Full talk description:
Container solutions like docker were designed to let you run an application on a vanilla OS image. This is great if you want to totally decouple a new application from the underlying OS. This is not great if you don't want to have to maintain 2 operating systems (the host one and the container one) if you already have well customized OS, and if you simply want to run some existing applications in a container.
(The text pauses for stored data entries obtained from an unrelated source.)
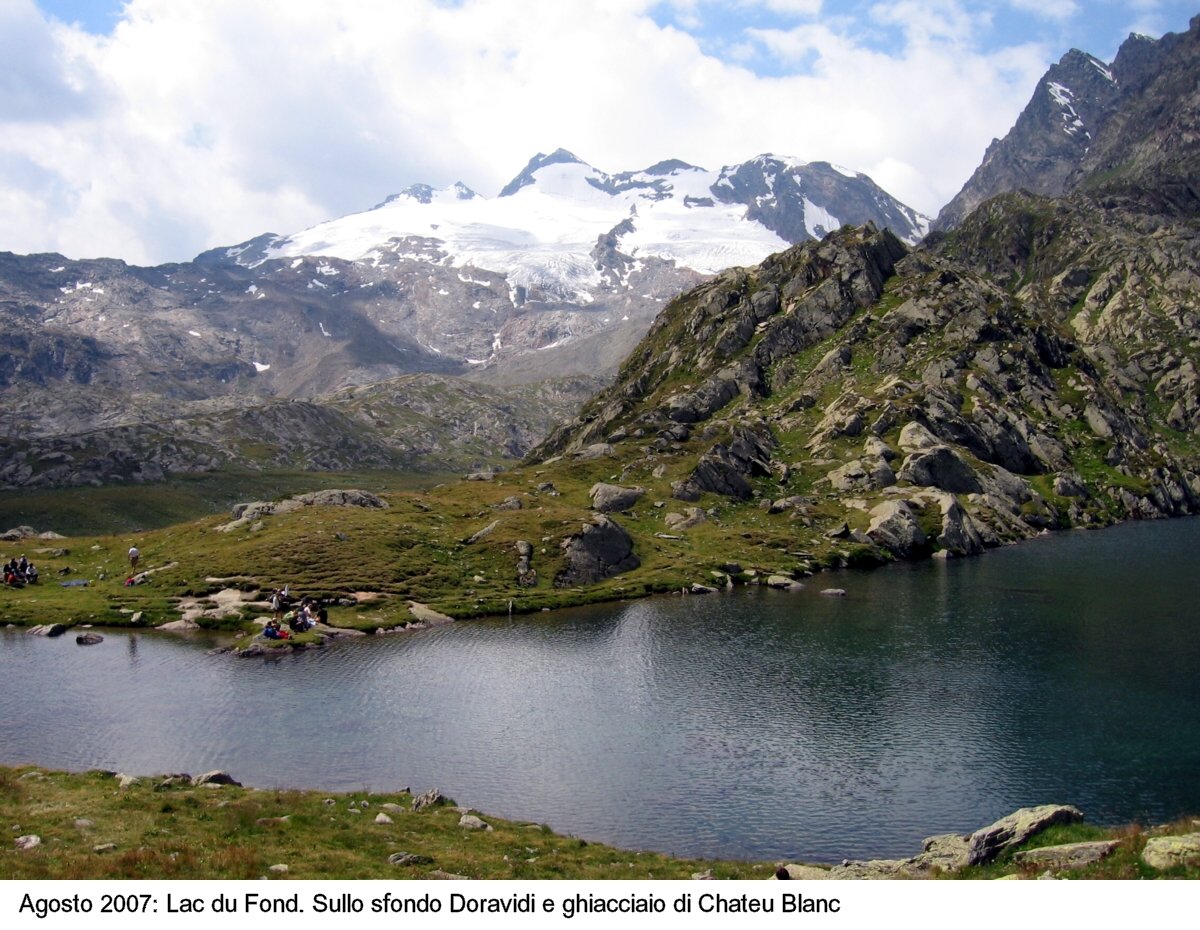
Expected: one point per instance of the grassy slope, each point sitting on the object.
(239, 833)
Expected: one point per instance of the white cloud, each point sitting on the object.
(1048, 9)
(196, 125)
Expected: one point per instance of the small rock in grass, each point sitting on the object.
(409, 858)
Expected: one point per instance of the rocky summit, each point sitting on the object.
(115, 372)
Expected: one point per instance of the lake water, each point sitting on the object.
(933, 697)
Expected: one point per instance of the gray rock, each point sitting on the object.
(215, 778)
(47, 629)
(431, 798)
(613, 498)
(895, 528)
(1069, 485)
(409, 858)
(483, 534)
(988, 843)
(802, 873)
(959, 535)
(599, 551)
(597, 450)
(784, 582)
(1067, 856)
(690, 517)
(1167, 852)
(916, 438)
(940, 467)
(427, 616)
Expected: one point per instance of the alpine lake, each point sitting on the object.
(933, 697)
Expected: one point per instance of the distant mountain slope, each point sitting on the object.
(1096, 124)
(557, 277)
(552, 228)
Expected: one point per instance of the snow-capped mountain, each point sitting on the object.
(544, 229)
(559, 275)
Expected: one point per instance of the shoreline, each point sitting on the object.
(61, 815)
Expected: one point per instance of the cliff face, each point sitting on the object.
(1090, 125)
(1035, 370)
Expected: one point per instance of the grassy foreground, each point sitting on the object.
(91, 828)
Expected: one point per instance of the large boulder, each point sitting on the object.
(726, 469)
(612, 498)
(959, 535)
(1068, 856)
(988, 843)
(599, 551)
(1167, 852)
(940, 467)
(895, 528)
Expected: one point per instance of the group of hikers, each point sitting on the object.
(19, 571)
(298, 617)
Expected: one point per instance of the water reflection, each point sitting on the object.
(767, 725)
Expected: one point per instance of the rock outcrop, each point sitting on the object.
(599, 551)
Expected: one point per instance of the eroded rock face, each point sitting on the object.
(599, 551)
(615, 498)
(895, 528)
(1067, 856)
(988, 843)
(1167, 852)
(940, 467)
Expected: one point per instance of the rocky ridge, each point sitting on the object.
(936, 401)
(1092, 125)
(118, 372)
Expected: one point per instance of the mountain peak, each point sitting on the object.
(539, 161)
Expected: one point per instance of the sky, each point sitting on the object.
(153, 130)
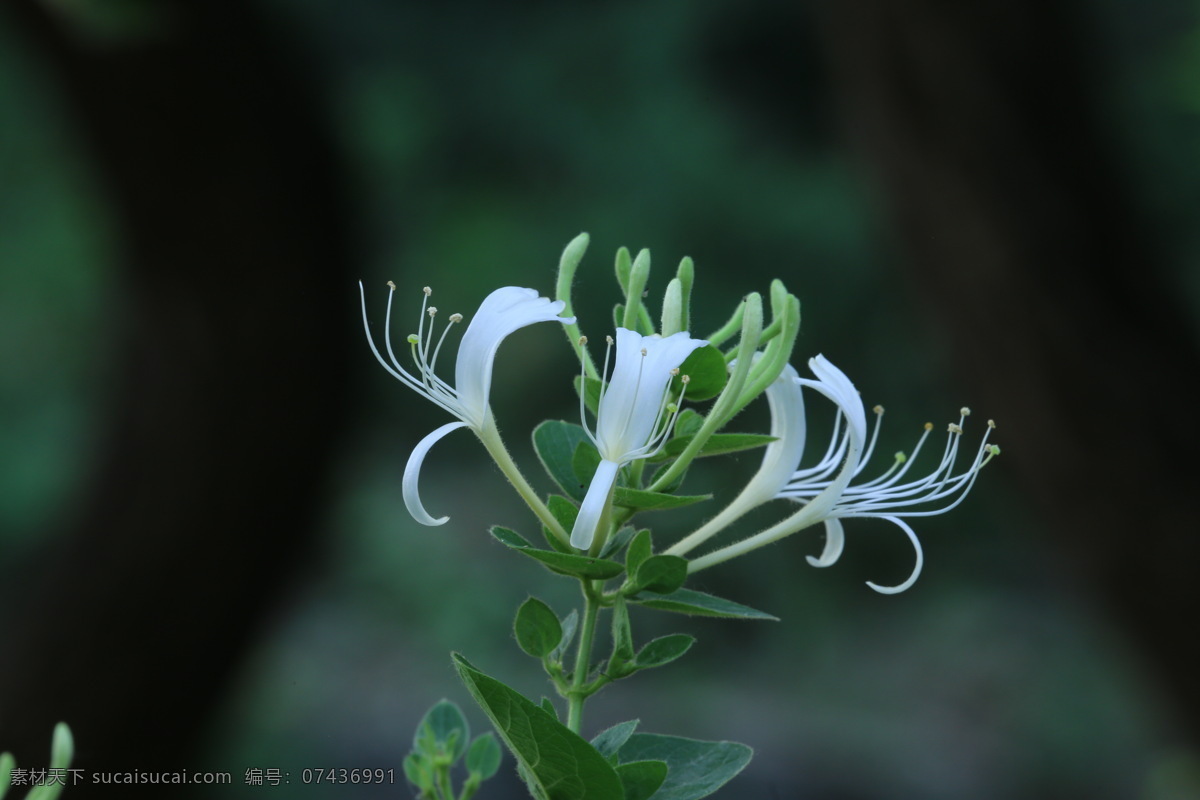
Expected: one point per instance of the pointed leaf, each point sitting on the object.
(610, 740)
(664, 650)
(484, 756)
(537, 629)
(697, 603)
(448, 727)
(642, 779)
(557, 763)
(556, 441)
(643, 500)
(660, 575)
(580, 566)
(696, 768)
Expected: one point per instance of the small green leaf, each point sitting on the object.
(547, 705)
(643, 500)
(585, 462)
(537, 629)
(697, 603)
(642, 779)
(610, 740)
(448, 727)
(660, 575)
(579, 566)
(696, 768)
(664, 650)
(689, 422)
(591, 389)
(707, 374)
(556, 762)
(556, 441)
(484, 756)
(640, 549)
(617, 541)
(717, 445)
(569, 624)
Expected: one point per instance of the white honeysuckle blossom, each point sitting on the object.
(629, 416)
(504, 311)
(828, 495)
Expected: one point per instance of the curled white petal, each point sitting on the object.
(916, 570)
(413, 470)
(594, 503)
(503, 312)
(835, 541)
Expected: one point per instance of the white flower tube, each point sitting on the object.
(504, 311)
(629, 417)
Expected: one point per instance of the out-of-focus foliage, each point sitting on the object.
(481, 137)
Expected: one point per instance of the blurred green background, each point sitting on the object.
(468, 143)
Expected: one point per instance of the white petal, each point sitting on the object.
(594, 503)
(835, 541)
(504, 311)
(629, 408)
(916, 569)
(413, 470)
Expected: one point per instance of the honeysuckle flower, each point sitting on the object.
(504, 311)
(779, 459)
(828, 495)
(629, 416)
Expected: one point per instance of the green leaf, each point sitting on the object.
(610, 740)
(689, 422)
(556, 441)
(697, 603)
(640, 549)
(642, 779)
(617, 541)
(643, 500)
(448, 727)
(717, 445)
(585, 462)
(547, 705)
(660, 575)
(537, 629)
(569, 624)
(696, 768)
(558, 764)
(564, 511)
(664, 650)
(707, 374)
(484, 756)
(579, 566)
(591, 389)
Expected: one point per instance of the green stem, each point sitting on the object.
(579, 693)
(491, 438)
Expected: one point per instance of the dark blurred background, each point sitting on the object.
(205, 560)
This gives you the security benefit from resource/disk/network separation between untrusted applications and the rest of your operating system without having to start from scratch with a base OS and lots duplicate packages between the container and the host OS. More importantly this lets you switch existing working applications to a state where half their functionality (like the web facing portion with untrusted php code) runs in a read only container, while the backend that needs access to local disk and network resources, run outside the container, and post the data to a filesystem that is only read only in the container but sufficient for serving results.
You also benefit from completely controlling the container image and not relying on an image retrieved from the internet that may not be trustworthy by reusing the exact same OS image inside and outside the container, also minimizing upgrade time and cost.
My talk will show how to use docker to achieve those goals and get a chance to containerize applications that you probably wouldn't get around to run in containers otherwise.